Я росла замкнутым ребенком. Не то чтобы со мной дурно обращались, но не любили – это точно. Я прекрасно понимала, что тетя взяла меня лишь из чувства долга перед моей покойной матерью. Играть я могла только с куклами – деревенские дети считались слишком неотесанными и в дом их не пускали. Порой я чуть-чуть раздвигала тяжелые бархатные шторы и наблюдала за тем, как они бегают по пустоши, а за ними гоняется маленькая лохматая собачка. Их крики, ссоры и потасовки, то, что у них есть настоящие семьи, все вызывало у меня зависть.

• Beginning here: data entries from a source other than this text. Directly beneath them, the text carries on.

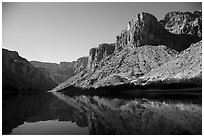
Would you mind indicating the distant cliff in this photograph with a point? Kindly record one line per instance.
(97, 54)
(60, 72)
(18, 75)
(183, 22)
(146, 29)
(145, 45)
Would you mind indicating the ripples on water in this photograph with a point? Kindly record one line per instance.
(57, 113)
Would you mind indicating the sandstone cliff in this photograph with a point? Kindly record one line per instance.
(97, 54)
(145, 45)
(60, 72)
(146, 29)
(18, 74)
(183, 23)
(186, 67)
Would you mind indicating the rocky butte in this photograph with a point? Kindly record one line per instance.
(146, 45)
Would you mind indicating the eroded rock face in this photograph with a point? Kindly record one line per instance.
(183, 23)
(97, 54)
(141, 48)
(184, 68)
(121, 67)
(60, 72)
(18, 74)
(145, 29)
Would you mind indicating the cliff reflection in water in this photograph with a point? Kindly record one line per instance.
(104, 115)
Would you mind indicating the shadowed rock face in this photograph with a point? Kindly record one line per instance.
(145, 29)
(186, 67)
(183, 23)
(19, 74)
(97, 54)
(141, 48)
(60, 72)
(121, 67)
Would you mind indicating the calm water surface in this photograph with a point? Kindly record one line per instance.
(57, 113)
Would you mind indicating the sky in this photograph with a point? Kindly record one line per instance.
(56, 32)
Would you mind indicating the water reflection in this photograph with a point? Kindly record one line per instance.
(101, 115)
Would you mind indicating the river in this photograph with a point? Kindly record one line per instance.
(62, 114)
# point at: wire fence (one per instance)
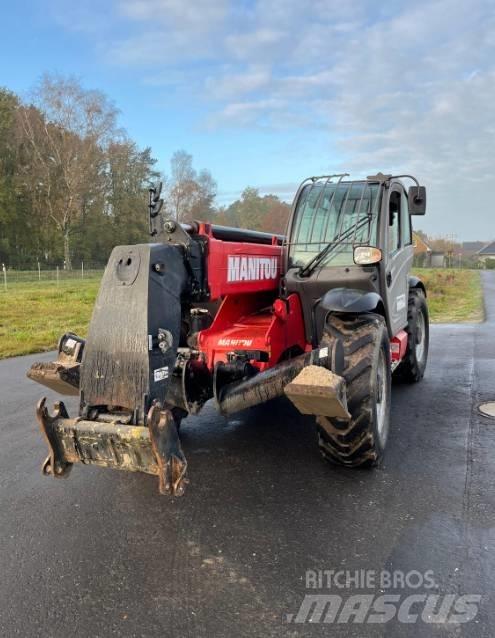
(10, 277)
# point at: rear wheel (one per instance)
(412, 367)
(361, 440)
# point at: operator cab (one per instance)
(351, 237)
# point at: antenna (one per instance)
(155, 204)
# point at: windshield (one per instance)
(326, 212)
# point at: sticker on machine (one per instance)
(160, 374)
(400, 302)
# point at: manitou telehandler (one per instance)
(324, 315)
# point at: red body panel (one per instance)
(255, 323)
(398, 346)
(238, 268)
(251, 317)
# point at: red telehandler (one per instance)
(324, 315)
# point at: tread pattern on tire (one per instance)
(353, 443)
(408, 371)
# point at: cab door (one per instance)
(399, 257)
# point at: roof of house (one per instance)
(472, 247)
(421, 246)
(488, 250)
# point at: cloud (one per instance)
(397, 86)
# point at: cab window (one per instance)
(405, 221)
(394, 224)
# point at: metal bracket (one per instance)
(167, 449)
(55, 463)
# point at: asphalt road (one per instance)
(102, 554)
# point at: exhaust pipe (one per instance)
(271, 384)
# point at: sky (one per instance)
(267, 93)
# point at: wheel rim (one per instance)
(382, 398)
(420, 337)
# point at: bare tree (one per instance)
(189, 194)
(66, 131)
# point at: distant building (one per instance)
(487, 252)
(470, 248)
(422, 252)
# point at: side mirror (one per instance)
(416, 197)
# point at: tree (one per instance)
(66, 129)
(252, 211)
(190, 195)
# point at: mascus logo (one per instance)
(247, 268)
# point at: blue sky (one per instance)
(266, 93)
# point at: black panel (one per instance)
(138, 307)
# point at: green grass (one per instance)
(34, 315)
(454, 296)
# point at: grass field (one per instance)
(34, 315)
(454, 296)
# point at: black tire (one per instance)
(360, 441)
(412, 367)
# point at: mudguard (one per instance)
(351, 300)
(415, 282)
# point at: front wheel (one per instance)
(361, 440)
(412, 367)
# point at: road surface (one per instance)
(102, 554)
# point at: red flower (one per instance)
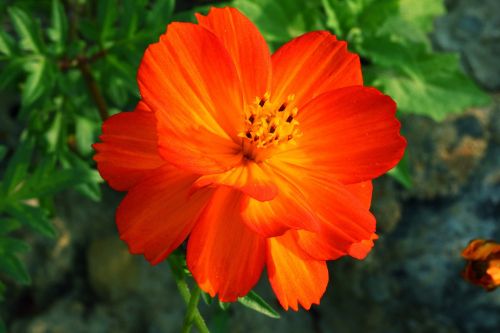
(263, 161)
(483, 266)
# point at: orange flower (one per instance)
(263, 161)
(483, 266)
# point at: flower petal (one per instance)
(224, 256)
(341, 212)
(129, 148)
(350, 133)
(249, 177)
(158, 213)
(312, 64)
(294, 276)
(361, 249)
(190, 81)
(246, 46)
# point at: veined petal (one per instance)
(190, 82)
(246, 46)
(351, 134)
(129, 148)
(312, 64)
(159, 212)
(224, 256)
(290, 209)
(341, 211)
(295, 277)
(250, 178)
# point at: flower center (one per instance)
(268, 123)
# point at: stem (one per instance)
(183, 288)
(192, 308)
(93, 89)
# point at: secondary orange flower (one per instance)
(263, 161)
(483, 266)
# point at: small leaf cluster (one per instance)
(251, 301)
(74, 64)
(392, 38)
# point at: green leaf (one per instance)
(7, 44)
(37, 83)
(421, 13)
(433, 85)
(13, 267)
(3, 152)
(17, 168)
(133, 11)
(85, 134)
(343, 15)
(2, 293)
(34, 217)
(58, 32)
(8, 224)
(11, 245)
(206, 298)
(28, 30)
(48, 180)
(279, 21)
(255, 302)
(106, 18)
(159, 16)
(11, 72)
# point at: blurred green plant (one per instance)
(75, 62)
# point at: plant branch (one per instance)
(186, 296)
(191, 310)
(93, 88)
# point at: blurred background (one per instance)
(67, 65)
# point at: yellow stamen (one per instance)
(269, 123)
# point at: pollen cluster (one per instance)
(269, 123)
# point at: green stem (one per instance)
(183, 288)
(192, 308)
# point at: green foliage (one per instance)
(280, 21)
(253, 301)
(89, 43)
(392, 35)
(55, 53)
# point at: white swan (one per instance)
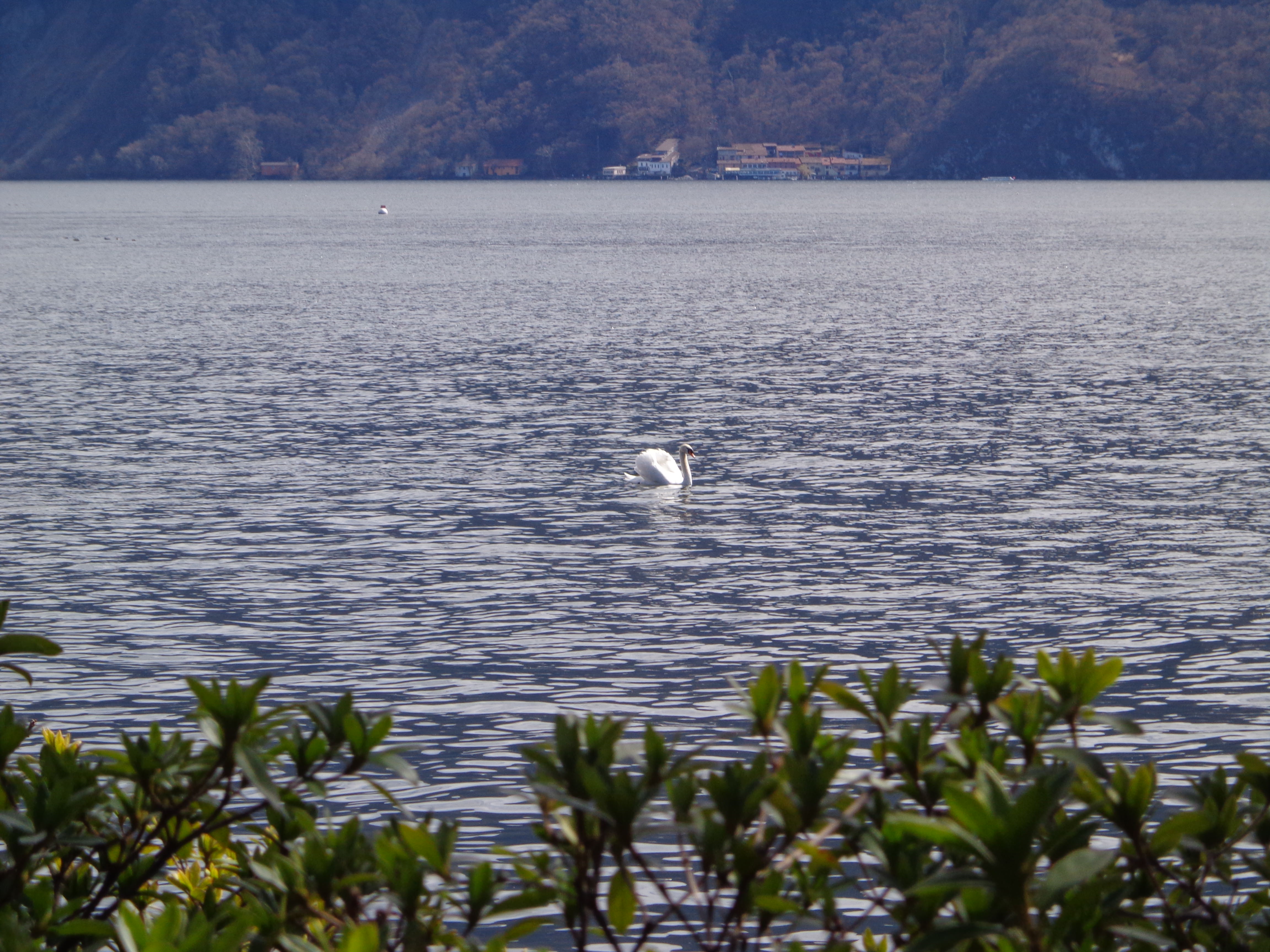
(657, 468)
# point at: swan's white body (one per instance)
(657, 468)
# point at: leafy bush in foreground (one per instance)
(968, 818)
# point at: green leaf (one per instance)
(949, 880)
(524, 928)
(28, 645)
(1071, 871)
(294, 944)
(1141, 934)
(95, 928)
(621, 900)
(943, 833)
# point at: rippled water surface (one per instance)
(254, 427)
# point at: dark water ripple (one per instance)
(256, 428)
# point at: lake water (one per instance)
(256, 427)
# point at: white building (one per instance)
(658, 163)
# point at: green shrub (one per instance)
(967, 826)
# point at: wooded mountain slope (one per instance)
(403, 88)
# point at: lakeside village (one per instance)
(754, 162)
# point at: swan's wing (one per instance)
(658, 468)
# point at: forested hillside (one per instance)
(404, 88)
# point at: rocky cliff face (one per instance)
(404, 88)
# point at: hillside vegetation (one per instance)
(404, 88)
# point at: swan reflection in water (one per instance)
(657, 468)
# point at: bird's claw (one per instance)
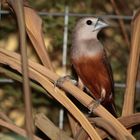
(93, 105)
(61, 80)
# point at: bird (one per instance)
(90, 62)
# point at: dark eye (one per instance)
(89, 22)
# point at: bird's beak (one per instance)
(100, 24)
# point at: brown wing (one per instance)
(109, 70)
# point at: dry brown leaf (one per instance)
(40, 73)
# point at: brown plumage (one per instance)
(90, 61)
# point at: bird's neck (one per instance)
(90, 48)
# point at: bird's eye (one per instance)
(89, 22)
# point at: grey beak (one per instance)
(100, 24)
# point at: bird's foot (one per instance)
(61, 80)
(93, 105)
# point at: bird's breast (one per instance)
(93, 73)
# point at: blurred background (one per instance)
(59, 19)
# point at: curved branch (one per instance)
(16, 129)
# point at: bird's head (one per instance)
(88, 27)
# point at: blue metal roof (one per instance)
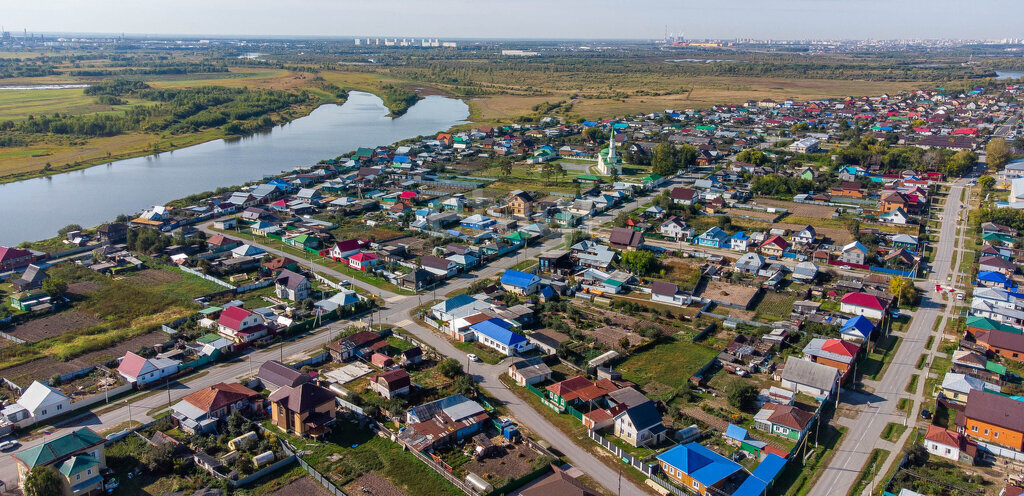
(704, 465)
(761, 477)
(518, 279)
(858, 325)
(497, 329)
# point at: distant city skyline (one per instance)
(780, 19)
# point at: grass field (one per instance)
(668, 364)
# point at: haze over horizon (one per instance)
(528, 18)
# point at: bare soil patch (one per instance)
(370, 483)
(798, 209)
(54, 325)
(729, 293)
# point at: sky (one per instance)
(528, 18)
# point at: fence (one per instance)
(622, 454)
(208, 278)
(328, 485)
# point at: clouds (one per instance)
(527, 18)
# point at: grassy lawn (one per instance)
(875, 461)
(878, 361)
(669, 364)
(349, 451)
(893, 430)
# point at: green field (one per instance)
(668, 364)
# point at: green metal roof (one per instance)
(78, 463)
(59, 448)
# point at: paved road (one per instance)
(396, 312)
(863, 433)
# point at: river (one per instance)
(35, 209)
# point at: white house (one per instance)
(664, 292)
(142, 371)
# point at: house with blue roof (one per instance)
(857, 330)
(497, 334)
(697, 467)
(519, 282)
(714, 238)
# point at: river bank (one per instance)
(97, 195)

Я производила впечатление молчаливой и воспитанной девочки, но на самом деле в душе всегда была бунтаркой.
Я ненавидела свою жизнь!
Вероятно, именно из-за этого мне очень хотелось как можно больше узнать о своем отце. Однажды я тихо вошла в комнату и услышала, как тетя рассказывает своей подружке, жене викария: «Дорогая, он практиковал оккультизм, ужасные, дьявольские вещи. Несомненно, он был самым испорченным и низким типом. То, что сестра попала под его чары, до сих пор самая большая печаль в моей жизни. Болтают, что этот человек как-то даже взял в дом девчонку с улицы и она буквально стала…»
Тут они меня заметили и сразу прервали разговор.
Сколько раз, свернувшись калачиком под одеялом, я мысленно повторяла эти слова! Пыталась представить, каким был мой отец. Низкий, испорченный человек! Я дрожала от восторга. Рисовала в своем воображении высокого и чертовски красивого джентльмена с закрученными усами. Мечтала о том, что однажды наступит день, когда он приедет в большом экипаже и увезет меня из этого тоскливого темного дома в Париж, в Рим, в Лондон!
Но он так и не приехал.
Вместо этого на мой двадцать первый день рождения пришло письмо.
Сара разложила на кухонном столе распечатанные фотографии манускрипта Мортимера Ди. Пирс их увеличил, чтобы было легче рассмотреть рисунки и хитросплетения из закодированных фраз.
Венн взял одну фотографию и принялся ее разглядывать.
Уортон повертел в руках другую. Он даже не понимал, где верх, где низ.
– Чертовщина какая-то. Вот что это? Башня, маска птицы, журавль? А тут какое-то уравнение. Здесь какой-то рисунок… А это? Человек верхом на лошади?
– Кентавр, – буркнул себе под нос Венн.
– Ладно, пусть так, но что все это значит? Как это поможет вернуть Джейка?
Венн покосился на Пирса:
– Есть идеи?
Маленький азиат с жадностью рассматривал изображение.
– Пока нет, ваше сиятельство. Но я буду счастлив этим заняться. Головоломка! Обожаю головоломки.
Венн нахмурился.
– Поторопись. Нам нужна информация, – бросил он и взглянул на Сару.
Уортон отметил, как они похожи. Тот же пристальный взгляд и голубые, как арктический лед, глаза. И даже удивился, что не обратил на это внимания раньше.
– Так ты моя правнучка, – протянул Венн.
Сара понимала, что с момента их первой встречи Оберона мучает один-единственный вопрос.
И он, поморщившись, его задал:
– Лия правда вернется?
Сара отвела взгляд:
– В истории моей жизни она не погибла в автокатастрофе. Деталей не знаю. Все документы моей семьи сгорели. Либо их забрал Янус. Но эти ее рисунки… те, что у вас в комнате. Они до сих пор у нас.